Results: TREC levels were observed to decline progressively in the first 35 weeks of therapy in patients receiving HAART+IL-2 and/or Remune and later showed signs of recovery from week 50 onwards. Patients on HAART alone failed to show notable changes in TRECs throughout the study. Patients’ viral loads remained generally constant throughout while CD4 T-cell counts increased for the first 15 weeks of therapy in group B and C patients and slowly declined thereafter. Group A and D patients’ CD4 counts remained uniform throughout. CD8 T-cell numbers remained generally constant throughout for patients in group A, C, and D. Group B patients showed increases in CD8 cells in the first 10 weeks of therapy and a steep rise from week 50 onwards.
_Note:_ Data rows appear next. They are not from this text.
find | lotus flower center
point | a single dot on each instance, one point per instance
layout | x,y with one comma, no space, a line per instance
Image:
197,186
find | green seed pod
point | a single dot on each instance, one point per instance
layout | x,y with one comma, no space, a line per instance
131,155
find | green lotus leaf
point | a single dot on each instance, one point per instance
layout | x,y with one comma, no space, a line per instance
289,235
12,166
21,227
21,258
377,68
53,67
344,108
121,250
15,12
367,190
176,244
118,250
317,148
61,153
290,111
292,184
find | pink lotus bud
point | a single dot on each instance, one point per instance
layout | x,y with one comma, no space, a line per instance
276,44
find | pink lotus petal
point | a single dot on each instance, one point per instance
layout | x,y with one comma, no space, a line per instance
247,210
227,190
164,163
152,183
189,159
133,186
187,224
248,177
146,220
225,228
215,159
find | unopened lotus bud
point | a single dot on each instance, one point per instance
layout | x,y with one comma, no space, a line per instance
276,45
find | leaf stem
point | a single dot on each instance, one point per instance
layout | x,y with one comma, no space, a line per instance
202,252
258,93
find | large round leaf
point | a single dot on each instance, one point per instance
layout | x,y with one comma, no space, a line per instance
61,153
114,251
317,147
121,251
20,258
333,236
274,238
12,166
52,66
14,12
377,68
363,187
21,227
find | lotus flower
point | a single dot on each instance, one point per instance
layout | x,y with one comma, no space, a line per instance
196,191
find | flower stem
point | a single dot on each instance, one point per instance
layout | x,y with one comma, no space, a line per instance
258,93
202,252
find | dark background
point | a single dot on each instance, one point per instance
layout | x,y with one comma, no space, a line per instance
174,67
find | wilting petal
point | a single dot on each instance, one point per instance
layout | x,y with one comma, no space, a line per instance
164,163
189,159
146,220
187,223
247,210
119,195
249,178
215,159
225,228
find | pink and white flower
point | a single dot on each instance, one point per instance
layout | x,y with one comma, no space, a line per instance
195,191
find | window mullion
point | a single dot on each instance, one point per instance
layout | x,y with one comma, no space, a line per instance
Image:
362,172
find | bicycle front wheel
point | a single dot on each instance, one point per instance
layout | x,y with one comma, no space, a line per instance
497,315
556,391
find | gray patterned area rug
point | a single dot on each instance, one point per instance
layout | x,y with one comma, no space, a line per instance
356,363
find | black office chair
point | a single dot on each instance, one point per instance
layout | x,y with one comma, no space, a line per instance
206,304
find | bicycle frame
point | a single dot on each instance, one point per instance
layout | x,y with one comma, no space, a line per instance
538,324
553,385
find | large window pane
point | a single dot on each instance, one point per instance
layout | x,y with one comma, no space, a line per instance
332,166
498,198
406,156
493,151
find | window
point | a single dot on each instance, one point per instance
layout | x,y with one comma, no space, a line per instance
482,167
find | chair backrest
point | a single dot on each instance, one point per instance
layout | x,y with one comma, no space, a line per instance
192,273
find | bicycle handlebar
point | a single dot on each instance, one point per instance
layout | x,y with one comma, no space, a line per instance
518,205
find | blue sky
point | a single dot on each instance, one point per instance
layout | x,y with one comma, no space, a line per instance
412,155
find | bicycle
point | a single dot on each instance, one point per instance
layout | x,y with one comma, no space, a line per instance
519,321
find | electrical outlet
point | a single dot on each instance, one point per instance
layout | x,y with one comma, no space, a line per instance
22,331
Conclusions: Despite early increases in CD4 and total T-cell numbers during the first 20 weeks of therapy in patient groups B and C, TREC levels were observed to decline during this time. These results indicate little thymic contribution to CD4 restoration and suggest proliferation and/or redistribution as the mechanism responsible for CD4 rises as well as the TREC decline, as a result of dilution. Increases in CD4 and total T-cell numbers accompanied by rises in TRECs initiating at week 50 suggests a late contribution by the thymus to cell restoration. Initial decline in TRECs in patients receiving IL-2 and/or Remune with HAART indicate that thymic independent mechanisms of proliferation and/or redistribution are the means by which such agents aid initial T-cell restoration in HIV-1-infected patients.